What the mob can teach research analysts

Hugh Farmar

Hugh Farmar

Mob boss Toddo Aurello had a visitor waiting for him.

“Keep your mouth shut and listen” he said to his young subordinate, Sammy “The Bull” Gravano. “I want you to sit and learn.”

When the visitor came in, he said he was having a “beef” with another associate and explained why. Aurello’s job as boss was to adjudicate disputes. When the man had finished telling his story Aurello told him he would get back to him in a day or two.

After the man had gone, Aurello turned to Gravano and asked “If you were me, what would you do?” Gravano said: “I’d get a couple of guys with some bats and send them over and break this other guy’s legs.”

“Good” said Aurello. “You got balls. And you’re young and you’re stupid. I’ll show you why.”

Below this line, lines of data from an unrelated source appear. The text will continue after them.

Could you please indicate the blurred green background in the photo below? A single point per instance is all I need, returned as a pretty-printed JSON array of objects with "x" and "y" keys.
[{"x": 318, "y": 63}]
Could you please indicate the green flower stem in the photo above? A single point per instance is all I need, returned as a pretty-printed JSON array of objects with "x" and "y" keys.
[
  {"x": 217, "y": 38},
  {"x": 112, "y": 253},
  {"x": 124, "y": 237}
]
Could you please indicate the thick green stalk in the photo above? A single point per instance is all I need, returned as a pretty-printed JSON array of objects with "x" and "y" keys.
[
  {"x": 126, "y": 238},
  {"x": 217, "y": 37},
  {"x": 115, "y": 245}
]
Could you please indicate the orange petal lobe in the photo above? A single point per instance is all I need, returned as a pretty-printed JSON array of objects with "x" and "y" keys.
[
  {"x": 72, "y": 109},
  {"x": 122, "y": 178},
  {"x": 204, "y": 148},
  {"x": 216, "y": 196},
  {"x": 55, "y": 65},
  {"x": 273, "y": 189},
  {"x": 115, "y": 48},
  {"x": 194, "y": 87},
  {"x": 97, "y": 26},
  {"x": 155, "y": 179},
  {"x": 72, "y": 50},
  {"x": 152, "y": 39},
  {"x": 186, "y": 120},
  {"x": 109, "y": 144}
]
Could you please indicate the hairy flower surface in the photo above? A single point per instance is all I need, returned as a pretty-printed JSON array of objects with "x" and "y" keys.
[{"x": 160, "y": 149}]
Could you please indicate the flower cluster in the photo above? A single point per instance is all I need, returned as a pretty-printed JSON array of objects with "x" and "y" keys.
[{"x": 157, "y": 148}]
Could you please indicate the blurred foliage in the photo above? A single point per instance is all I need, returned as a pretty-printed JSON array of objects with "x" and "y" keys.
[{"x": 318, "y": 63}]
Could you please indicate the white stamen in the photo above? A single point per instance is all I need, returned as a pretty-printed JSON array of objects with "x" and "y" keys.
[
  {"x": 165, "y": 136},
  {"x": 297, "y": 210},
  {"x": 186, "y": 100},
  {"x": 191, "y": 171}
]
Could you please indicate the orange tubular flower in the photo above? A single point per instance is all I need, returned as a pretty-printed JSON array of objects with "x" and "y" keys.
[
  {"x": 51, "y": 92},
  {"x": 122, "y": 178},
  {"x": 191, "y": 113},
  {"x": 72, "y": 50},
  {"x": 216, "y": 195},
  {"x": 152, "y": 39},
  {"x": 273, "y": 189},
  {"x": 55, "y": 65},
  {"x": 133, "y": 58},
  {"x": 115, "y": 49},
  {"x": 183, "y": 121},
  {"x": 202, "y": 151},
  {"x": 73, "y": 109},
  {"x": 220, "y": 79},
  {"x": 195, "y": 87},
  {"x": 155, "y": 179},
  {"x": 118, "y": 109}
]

The next day the man the visitor had been complaining about came in and told his side of the story. It was totally different. Aurello asked Gravano what he would do now. Gravano said he was totally confused.

Aurello said “Good. You know those things on the side of your head? Those ears? Use them. Listen with both ears. You listen to one story. You listen to the other one. Somewhere in the middle is the truth. You got plenty of time to react.” Gravano said it was the best advice he had ever had.

This story was told in Underboss: Sammy the Bull Gravano’s story of life in the Mafia by Peter Maas. Gravano (pictured) would eventually rise to underboss, the no.2 position in the Gambino family. His testimony led to the conviction of John Gotti in 1992.

Sifting through information and coming up with actionable conclusions is as useful a skill for research analysts as it is for mob bosses. Good editing can help to hone and refine those conclusions.